Is DeepSeek safe for Indian employees?

It can be safe for generic workplace tasks, but employees should not use it for confidential or official work unless the company has approved the use case. Reuters reported that India’s finance ministry asked employees to avoid tools including DeepSeek for official purposes because of confidentiality risks to government documents and data.

What is the difference between DeepSeek hosted and self-hosted in India?

Hosted DeepSeek means prompts and outputs may be processed through a provider-controlled service. Self-hosted DeepSeek means the organization runs the model on its own infrastructure or selected cloud. Self-hosting may improve control and data residency, but it still requires security, logging, retention, access control, and DPDP compliance.

Does DeepSeek have India servers?

India’s PIB stated that DeepSeek would be hosted on Indian servers after security protocol checks.
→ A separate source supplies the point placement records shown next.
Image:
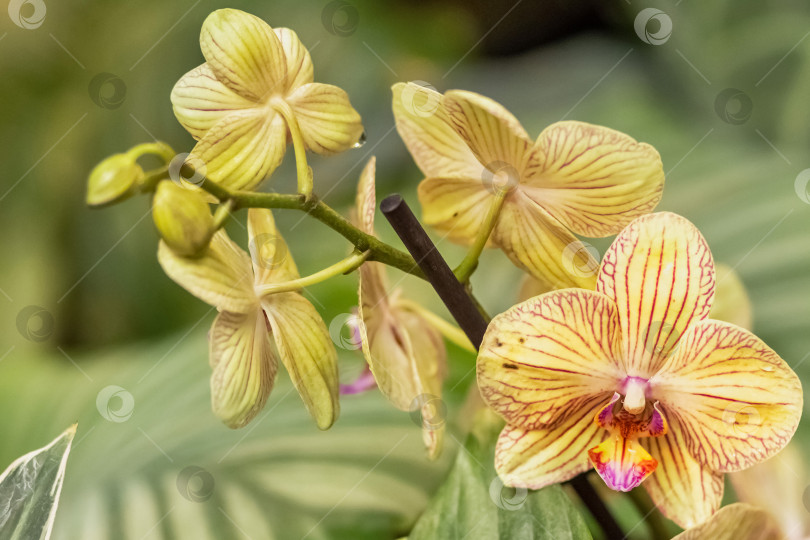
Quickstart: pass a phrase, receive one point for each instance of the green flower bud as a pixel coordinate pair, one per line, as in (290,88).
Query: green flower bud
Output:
(113,180)
(183,218)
However, that statement should not be treated as proof that the public DeepSeek app or every public API call currently gives India-only data residency.

Is DeepSeek local hosting in India available?

Local hosting may be available through self-hosting, cloud partners, or future India-hosted arrangements, but businesses should verify this technically and contractually. Confirm the region, logs, telemetry, support access, subprocessors, retention, and whether prompts ever leave the India-hosted environment.

Should Indian companies block DeepSeek?

Not necessarily. A risk-based approach is better. Companies may allow low-risk use while blocking public DeepSeek access for teams handling customer data, employee data, regulated data, code, legal files, or confidential documents.

Can Indian users use DeepSeek for personal tasks?

Yes, for low-risk personal tasks such as learning, brainstorming, translation, or general writing. Users should avoid adding personal, sensitive, financial, health, identity, legal, or confidential information.

Is DeepSeek API safer than the app for Indian businesses?

The API can be more controllable than casual public app use, but it is not automatically safer. Businesses still need to review API terms, logging, retention, training use, hosting location, subprocessors, security controls, data processing terms, and DPDP obligations.